The newspaper, which has been at the forefront of the U.S. led investigation into corruption at FIFA which has seen 14 people indicted on charges of wire fraud, racketeering and money laundering, has released extracts from tapes that are being used to support the allegations that FIFA officials took bribes.
Ismail Bhamjee, a FIFA executive committee member from Botswana, allegedly said in the tapes that he conferred with his 23 other colleagues after the vote for 2010 which was won by South Africa by 14 votes to 10 in May 2004.
"After talking with everybody... Whose votes went where? We're all colleagues, you know," he said. "And then we found out that actually Morocco won by two votes."

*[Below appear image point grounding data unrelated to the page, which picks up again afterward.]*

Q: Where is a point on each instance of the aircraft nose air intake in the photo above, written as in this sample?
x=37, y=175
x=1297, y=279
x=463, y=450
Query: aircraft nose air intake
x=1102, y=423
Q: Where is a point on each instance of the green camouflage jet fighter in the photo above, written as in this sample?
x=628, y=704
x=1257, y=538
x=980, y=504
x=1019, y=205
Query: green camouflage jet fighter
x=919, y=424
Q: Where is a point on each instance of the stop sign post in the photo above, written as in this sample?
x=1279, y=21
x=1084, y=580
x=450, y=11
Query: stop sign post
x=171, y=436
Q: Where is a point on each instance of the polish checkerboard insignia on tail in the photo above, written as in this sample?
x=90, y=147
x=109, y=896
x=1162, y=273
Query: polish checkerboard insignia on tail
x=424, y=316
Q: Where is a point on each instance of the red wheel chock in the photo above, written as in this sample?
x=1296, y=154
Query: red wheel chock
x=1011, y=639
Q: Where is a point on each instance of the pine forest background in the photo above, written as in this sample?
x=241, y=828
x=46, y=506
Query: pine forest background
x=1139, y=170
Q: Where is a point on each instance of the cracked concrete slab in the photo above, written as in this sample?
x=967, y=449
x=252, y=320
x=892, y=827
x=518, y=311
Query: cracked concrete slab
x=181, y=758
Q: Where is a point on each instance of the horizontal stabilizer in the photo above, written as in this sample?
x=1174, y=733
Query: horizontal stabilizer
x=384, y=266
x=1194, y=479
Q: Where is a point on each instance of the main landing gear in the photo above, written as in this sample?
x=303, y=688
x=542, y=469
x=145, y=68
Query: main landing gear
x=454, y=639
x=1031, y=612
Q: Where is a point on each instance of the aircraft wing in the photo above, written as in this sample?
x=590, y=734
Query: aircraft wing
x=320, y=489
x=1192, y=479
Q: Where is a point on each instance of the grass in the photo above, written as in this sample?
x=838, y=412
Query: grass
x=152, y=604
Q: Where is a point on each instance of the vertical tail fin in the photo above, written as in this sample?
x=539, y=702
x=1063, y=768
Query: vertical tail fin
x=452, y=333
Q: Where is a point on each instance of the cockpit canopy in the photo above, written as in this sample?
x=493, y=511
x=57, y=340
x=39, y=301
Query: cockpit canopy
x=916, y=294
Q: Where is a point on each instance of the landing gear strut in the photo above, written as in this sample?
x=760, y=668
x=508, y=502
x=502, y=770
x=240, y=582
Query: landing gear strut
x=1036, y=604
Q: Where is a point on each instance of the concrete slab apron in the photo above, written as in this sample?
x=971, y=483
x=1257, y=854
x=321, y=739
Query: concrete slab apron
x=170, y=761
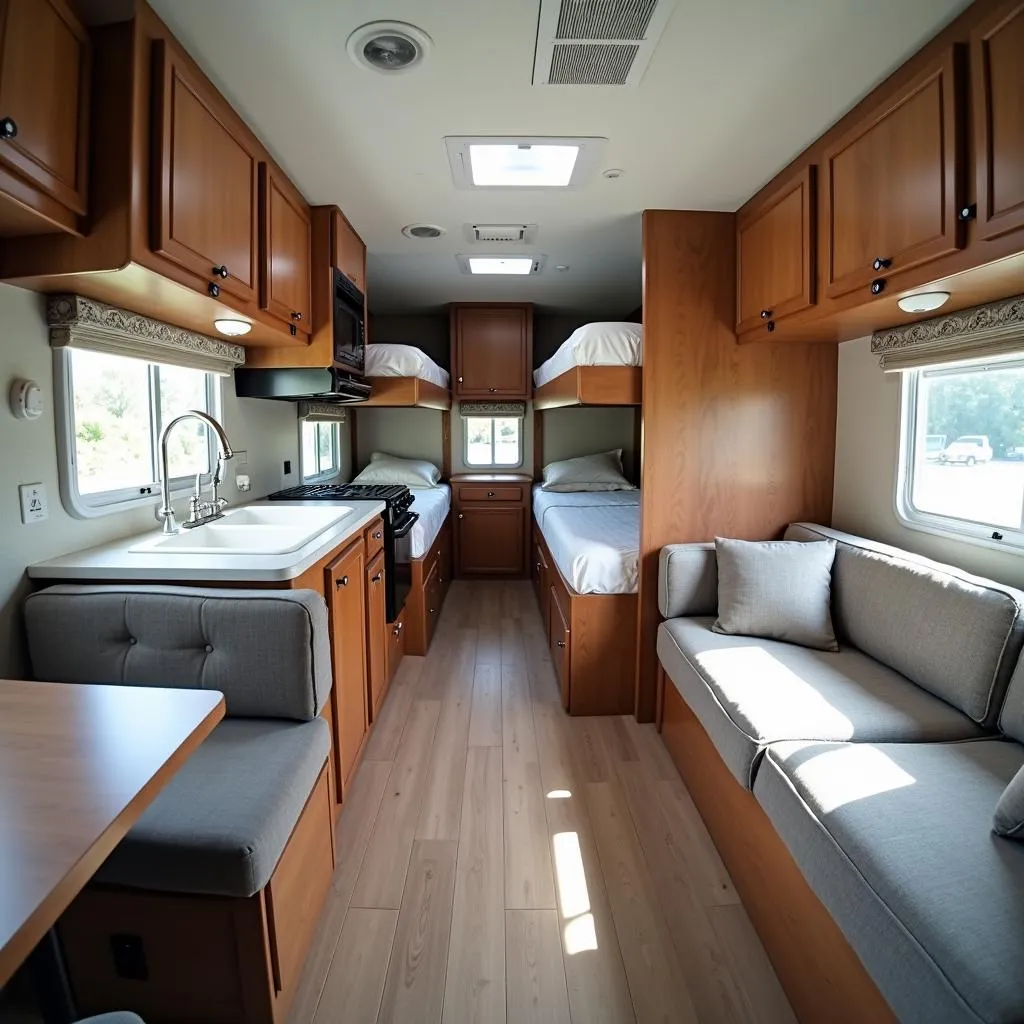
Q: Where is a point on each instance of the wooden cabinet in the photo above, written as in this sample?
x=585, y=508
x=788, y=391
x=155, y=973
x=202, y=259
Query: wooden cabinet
x=997, y=68
x=893, y=182
x=207, y=176
x=286, y=247
x=345, y=586
x=45, y=74
x=775, y=244
x=492, y=351
x=376, y=632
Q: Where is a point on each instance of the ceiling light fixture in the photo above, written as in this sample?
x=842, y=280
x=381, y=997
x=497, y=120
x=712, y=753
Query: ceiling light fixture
x=232, y=328
x=923, y=302
x=388, y=46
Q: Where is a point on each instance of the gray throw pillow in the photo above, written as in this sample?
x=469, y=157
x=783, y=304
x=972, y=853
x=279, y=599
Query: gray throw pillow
x=780, y=590
x=1009, y=818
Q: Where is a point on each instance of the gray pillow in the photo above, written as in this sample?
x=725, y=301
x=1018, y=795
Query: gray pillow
x=1009, y=818
x=776, y=589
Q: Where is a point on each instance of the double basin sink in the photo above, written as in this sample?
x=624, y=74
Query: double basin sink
x=258, y=529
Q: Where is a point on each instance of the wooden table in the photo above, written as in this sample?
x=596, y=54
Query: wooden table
x=78, y=767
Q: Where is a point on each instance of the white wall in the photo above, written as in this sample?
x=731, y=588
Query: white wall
x=266, y=430
x=866, y=457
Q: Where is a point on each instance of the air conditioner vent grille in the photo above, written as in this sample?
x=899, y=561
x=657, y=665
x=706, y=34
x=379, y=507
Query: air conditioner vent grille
x=606, y=19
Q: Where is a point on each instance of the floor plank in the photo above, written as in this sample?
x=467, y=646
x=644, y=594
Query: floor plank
x=355, y=983
x=415, y=986
x=535, y=977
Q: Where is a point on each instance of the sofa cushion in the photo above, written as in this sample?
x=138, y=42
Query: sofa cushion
x=221, y=823
x=954, y=634
x=749, y=693
x=776, y=589
x=896, y=841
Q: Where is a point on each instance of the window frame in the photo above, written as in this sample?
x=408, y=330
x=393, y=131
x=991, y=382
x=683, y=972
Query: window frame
x=498, y=466
x=145, y=493
x=949, y=527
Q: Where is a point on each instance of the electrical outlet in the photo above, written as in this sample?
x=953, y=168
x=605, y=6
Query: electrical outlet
x=34, y=505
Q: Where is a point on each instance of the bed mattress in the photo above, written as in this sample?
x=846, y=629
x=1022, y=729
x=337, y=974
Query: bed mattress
x=387, y=359
x=432, y=504
x=594, y=538
x=601, y=344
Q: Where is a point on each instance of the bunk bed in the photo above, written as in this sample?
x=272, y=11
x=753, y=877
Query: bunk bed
x=598, y=365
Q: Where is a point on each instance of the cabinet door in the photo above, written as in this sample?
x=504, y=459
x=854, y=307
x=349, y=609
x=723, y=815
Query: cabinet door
x=345, y=590
x=893, y=183
x=491, y=541
x=376, y=630
x=775, y=255
x=492, y=352
x=349, y=252
x=997, y=62
x=207, y=174
x=44, y=97
x=286, y=246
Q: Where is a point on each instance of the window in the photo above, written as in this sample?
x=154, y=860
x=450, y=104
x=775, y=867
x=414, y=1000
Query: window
x=493, y=440
x=963, y=456
x=321, y=450
x=113, y=410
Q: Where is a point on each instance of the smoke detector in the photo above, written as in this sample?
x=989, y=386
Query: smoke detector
x=388, y=46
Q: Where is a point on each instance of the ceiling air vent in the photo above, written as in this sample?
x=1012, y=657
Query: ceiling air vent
x=597, y=42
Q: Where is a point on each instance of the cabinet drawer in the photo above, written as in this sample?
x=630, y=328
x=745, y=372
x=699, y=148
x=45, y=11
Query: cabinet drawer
x=498, y=493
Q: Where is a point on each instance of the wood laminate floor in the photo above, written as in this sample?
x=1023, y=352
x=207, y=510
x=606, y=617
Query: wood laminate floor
x=502, y=861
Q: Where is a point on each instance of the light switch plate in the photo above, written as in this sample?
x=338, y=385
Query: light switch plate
x=34, y=505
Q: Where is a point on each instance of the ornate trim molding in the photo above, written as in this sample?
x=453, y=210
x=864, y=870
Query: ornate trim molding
x=81, y=323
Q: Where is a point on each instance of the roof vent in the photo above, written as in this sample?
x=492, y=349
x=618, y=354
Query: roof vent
x=597, y=42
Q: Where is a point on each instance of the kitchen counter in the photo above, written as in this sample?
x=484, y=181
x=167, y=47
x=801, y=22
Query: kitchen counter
x=117, y=561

Bhamjee admits that some members might have lied about their votes but tells the undercover reporters that he believes the ballot papers were deliberately miscounted, adding: "Please, this is very secret."
However, The Sunday Times claims that the tapes also reveal that both Morocco and South Africa offered bribes to secure votes. Allegations that both parties deny.
The paper reports, after talking with Michel Bacchini -- a former FIFA director who worked as a consultant to the Moroccan bid team -- that former FIFA vice-president Jack Warner accepted a $1 million bribe from Morocco, but then double-crossed them and voted for South Africa.
While Ahongalu Fusimalohi, the former FIFA ex-co member from Tonga, allegedly revealed in a different recording that Morocco offered him a $150,000 bribe for his vote which he refused but claimed that others had accepted.
Former Egypt sports minister Aley Eddine Helal has claimed that Warner wanted a bribe of $7 million in order to vote for Egypt in the vote, while South Africa's organised and serious crime unit said on Thursday that it was conducting a "preliminary" investigation into bribery allegations surrounding the 2010 World Cup bid.
Earlier, South Africa's sports minister Fikile Mbalula had "categorically" denied allegations that a $10 million sum paid to Warner in 2008 was a bribe for his help in securing the World Cup.
FIFA president Sepp Blatter announced his resignation on Tuesday amid the corruption scandal and will remain in his position until a special election can be held to appoint his successor in the next six months.
Information from the Press Association was used in this report.